Pong AI

Pong AI trains an artificial-intelligence (AI) player in the browser. Its controller is a multilayer perceptron (MLP), a small neural network evolved through repeated games of Pong.

The debug information above each agent shows the 21 neurons that make up its "brain".

Press N to hide the debug information.
Press P to cycle between three control modes: AI vs AI, AI vs human, and human vs human.
Control the left paddle with the W and S keys.
Control the right paddle with the ↑ and ↓ arrow keys.

See if you can beat the AI you trained!

The code is available on GitHub.

Technical details:
  • Macroquad renders the game through the browser's Web Graphics Library (WebGL) interface using Macroquad
  • The AI is implemented in Rust and compiled to WebAssembly to run in the browser.
  • The neural network is a 3-layer MLP with 8-16-4-1 layer arrangement.
  • Each genetic-algorithm generation contains 128 players. Browser training runs for 100 generations, with every player competing in a full round-robin tournament.
  • The mutation strategy is random Gaussian mutation with no crossover.
  • Hidden layer activations are rectified linear units (ReLU).
  • The output layer activation is a hyperbolic tangent (tanh).
  • Each player's fitness is its zero-sum score across the tournament.
  • Pre-trained champion:
    • The initial population includes a locally trained champion to reduce the work on your processor. The generations shown on screen, including the final result, are still trained in your browser through WebAssembly with a small JavaScript loader.
    • The champion came from several thousand local generations that tested tournament selection, different fitness functions and several mutation and crossover strategies. Experiments also used graphics-processor compute, but simple multithreaded processor training produced the best results for this small workload.
Acknowledgements:

This project revisits a formative collaboration with a former peer whose early contributions shaped its trajectory.

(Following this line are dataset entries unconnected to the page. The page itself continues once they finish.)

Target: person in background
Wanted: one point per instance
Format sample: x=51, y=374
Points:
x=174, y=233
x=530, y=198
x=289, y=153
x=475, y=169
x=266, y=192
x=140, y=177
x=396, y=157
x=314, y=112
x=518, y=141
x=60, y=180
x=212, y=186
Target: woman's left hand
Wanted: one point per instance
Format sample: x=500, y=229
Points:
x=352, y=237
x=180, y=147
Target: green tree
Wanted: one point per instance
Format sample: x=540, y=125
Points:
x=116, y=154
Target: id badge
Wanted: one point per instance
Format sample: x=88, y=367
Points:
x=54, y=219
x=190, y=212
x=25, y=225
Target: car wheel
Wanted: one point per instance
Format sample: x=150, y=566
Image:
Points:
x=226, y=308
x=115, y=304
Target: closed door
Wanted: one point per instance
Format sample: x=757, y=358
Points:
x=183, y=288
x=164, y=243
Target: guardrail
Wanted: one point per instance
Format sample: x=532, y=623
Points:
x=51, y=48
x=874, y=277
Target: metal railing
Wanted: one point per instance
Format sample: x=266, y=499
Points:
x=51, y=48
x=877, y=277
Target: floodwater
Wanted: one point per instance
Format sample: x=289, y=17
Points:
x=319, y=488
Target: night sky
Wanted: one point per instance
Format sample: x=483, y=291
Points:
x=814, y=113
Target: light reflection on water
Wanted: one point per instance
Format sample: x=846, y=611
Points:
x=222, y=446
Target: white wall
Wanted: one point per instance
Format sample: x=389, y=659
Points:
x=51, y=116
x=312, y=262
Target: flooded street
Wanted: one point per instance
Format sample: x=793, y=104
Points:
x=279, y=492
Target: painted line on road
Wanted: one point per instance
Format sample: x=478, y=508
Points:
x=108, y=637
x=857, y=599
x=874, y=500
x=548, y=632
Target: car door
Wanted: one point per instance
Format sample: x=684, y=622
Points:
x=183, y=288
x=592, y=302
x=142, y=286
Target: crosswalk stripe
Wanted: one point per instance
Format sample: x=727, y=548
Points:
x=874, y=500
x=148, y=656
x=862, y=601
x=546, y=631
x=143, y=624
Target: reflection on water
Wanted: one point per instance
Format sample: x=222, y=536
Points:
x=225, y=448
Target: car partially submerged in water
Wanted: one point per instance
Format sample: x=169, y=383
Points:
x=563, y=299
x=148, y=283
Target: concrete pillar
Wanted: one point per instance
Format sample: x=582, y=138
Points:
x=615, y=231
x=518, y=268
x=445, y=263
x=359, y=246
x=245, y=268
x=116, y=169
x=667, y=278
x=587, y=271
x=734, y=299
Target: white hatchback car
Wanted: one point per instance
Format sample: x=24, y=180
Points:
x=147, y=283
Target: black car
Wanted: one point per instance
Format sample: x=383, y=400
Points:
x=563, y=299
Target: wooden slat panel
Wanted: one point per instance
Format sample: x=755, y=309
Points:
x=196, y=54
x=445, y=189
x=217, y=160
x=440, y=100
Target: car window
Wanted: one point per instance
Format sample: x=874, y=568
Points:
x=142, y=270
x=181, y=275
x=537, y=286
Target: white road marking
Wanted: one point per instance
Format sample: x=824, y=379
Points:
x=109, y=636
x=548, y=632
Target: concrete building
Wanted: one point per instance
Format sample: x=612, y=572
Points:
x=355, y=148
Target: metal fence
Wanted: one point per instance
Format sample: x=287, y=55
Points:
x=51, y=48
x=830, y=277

The original implementation—a C++ genetic algorithm with a neural network to learn Pong—was largely his work. At the time, I lacked the technical depth to fully grasp it. He brought competitive programming rigor and algorithmic fluency that exceeded my understanding then.

Rebuilding it now in Rust serves a dual purpose: technical redemption and continued learning. The implementation uses ordinary compiler optimization, including automatic vectorization where the compiler finds suitable loops. More importantly, it’s been an exercise in understanding compilation, lowering and systems-level design—concepts I hadn’t appreciated during the original effort.

The broader arc is about catching up with the field. Back in 2015, transformers didn’t exist in the mainstream curriculum. Reconstructing this project from first principles is a way to retrace the path from classical neural networks to the architectures that define modern AI—following the breadcrumbs, step by step.